While hard data form the ideal basis for marketing allocations, there’s a time and place for making decisions based on gut or politics. Gut decisions can, at times, mitigate time and resource constraints. Politically-sensitive decisions can help preserve institutional culture. Similarly to a marketing mix, the key is to balance these “soft” factors with hard data when making marketing decisions. Help gut and politics to work with your data, not against it.
Go with your gut, but only as a baseline.

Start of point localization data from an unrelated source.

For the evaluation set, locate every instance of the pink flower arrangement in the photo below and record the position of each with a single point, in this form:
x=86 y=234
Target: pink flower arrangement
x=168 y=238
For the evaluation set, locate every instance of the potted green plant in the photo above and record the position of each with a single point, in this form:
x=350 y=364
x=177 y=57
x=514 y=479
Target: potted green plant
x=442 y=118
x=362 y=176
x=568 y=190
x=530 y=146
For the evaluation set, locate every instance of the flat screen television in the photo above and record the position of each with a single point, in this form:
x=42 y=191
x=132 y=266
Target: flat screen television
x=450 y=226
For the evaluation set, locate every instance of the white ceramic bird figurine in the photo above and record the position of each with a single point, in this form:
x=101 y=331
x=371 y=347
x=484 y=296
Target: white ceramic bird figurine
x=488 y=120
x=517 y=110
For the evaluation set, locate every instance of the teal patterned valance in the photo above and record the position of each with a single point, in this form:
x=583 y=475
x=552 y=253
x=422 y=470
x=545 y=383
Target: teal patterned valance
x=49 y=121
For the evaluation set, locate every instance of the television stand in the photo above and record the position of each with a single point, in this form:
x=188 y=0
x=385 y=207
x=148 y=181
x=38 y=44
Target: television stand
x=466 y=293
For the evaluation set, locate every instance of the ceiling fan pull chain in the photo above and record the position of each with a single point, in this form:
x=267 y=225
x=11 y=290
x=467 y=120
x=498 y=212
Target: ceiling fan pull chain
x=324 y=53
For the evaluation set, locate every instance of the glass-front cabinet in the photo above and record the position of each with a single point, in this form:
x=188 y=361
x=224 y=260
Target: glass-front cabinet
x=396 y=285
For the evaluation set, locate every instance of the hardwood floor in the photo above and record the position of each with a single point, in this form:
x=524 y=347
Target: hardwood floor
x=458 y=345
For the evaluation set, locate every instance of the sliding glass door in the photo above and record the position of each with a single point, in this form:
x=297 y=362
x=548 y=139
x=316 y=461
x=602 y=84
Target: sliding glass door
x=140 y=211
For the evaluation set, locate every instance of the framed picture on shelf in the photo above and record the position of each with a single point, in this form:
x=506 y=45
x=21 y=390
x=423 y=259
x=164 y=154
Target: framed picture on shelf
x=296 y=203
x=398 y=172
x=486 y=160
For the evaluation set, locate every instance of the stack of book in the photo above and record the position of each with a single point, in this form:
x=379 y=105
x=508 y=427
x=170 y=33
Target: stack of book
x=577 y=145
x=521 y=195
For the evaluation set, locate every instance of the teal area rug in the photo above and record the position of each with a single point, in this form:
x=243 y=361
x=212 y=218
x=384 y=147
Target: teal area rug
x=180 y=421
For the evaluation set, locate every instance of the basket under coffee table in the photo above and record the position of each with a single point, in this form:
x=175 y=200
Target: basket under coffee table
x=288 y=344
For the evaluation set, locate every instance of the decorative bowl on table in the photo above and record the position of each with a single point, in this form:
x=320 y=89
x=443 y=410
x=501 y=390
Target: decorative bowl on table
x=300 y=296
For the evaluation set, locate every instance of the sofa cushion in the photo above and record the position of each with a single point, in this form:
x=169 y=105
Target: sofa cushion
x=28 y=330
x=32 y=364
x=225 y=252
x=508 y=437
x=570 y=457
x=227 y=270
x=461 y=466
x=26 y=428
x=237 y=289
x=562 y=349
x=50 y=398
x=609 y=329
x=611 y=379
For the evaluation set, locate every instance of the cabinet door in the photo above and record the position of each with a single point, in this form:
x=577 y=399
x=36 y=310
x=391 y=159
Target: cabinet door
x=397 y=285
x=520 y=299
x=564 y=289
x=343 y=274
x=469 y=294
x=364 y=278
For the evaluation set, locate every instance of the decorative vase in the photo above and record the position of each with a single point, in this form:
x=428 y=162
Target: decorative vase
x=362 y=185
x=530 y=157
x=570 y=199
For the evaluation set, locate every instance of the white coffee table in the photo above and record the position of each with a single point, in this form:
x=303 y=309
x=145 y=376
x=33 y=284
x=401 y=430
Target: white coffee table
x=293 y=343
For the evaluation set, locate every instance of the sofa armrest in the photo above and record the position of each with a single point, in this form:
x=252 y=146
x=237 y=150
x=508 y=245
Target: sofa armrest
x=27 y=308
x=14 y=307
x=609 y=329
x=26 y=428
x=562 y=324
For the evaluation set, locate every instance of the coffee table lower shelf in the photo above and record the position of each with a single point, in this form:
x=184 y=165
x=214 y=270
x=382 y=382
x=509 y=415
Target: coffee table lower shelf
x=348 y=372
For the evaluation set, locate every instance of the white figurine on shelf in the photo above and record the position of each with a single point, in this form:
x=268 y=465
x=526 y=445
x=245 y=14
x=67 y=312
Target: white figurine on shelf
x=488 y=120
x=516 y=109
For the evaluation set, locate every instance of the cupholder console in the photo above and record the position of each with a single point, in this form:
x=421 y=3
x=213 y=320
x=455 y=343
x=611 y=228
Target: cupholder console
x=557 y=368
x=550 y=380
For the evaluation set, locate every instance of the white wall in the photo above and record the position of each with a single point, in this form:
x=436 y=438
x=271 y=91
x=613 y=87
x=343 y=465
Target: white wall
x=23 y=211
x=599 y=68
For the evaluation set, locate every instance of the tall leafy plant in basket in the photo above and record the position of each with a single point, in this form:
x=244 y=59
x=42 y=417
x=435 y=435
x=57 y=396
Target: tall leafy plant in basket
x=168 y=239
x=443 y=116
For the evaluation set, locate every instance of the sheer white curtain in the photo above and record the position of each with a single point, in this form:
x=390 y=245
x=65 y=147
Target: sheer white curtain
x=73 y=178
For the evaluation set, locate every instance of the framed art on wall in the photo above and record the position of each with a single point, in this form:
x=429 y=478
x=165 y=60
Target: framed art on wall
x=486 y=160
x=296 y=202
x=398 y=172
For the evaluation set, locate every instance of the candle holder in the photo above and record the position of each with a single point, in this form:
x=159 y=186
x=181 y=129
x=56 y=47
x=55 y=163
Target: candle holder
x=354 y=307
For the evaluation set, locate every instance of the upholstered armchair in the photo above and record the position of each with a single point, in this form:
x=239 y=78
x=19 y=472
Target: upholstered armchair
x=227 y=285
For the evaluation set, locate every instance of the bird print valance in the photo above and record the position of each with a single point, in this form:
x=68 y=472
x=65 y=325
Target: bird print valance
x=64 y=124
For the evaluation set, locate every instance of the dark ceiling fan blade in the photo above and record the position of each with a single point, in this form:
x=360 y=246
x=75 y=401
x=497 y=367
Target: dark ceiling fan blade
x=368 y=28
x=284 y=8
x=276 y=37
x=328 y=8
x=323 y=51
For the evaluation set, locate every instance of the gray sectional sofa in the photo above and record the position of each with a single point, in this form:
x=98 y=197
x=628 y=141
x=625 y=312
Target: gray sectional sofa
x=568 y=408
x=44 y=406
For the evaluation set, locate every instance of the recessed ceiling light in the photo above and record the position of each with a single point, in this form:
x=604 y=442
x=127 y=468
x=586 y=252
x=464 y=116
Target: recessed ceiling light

A number of circumstances cause marketers to act based on gut. When incredible data analysis is required to fully optimize budget allocation, time is often a marketer’s adversary. Evaluating the success of content, creative, and channel may simply be too labor-intensive before the rollout of a campaign that was just sprung on you with a deadline of a week from now. In instances like this, gut can provide a starting point. Then, you can spot check some early indicators. Is a channel flopping? Are you facilitating successful interactions? Are inquiries from that channel effectively going through the funnel, and at what cost? If campaigns are living and iterative, gut decisions can provide a baseline for further evaluation.
Weigh the cost of action against the cost of political fallout.
We all know that financial price is only one aspect of total cost. Maybe implementing a certain marketing channel doesn’t fit into your long-term strategic plan, but the fallout of not implementing it could include the disenfranchisement of a champion voice in leadership. Maybe your institution hasn’t seen much response from outdoor ads in a particular area, yet a board member keeps insisting that you need a billboard on Such and Such St. because she takes Such and Such St. on her way to work. If there’s a sector that understands the value of strong institutional culture, it’s higher ed. Needless to say, sometimes the short-term political win beats out the long-term ROI win.
Make decisions based on data when possible, just incorporate context when analyzing ROI. Gain a truer and more holistic measurement of marketing allocations by acknowledging the “soft” factors of gut and politics. By acknowledging the realities of the higher ed environment, you won’t leave your ROI profile hanging in the balance.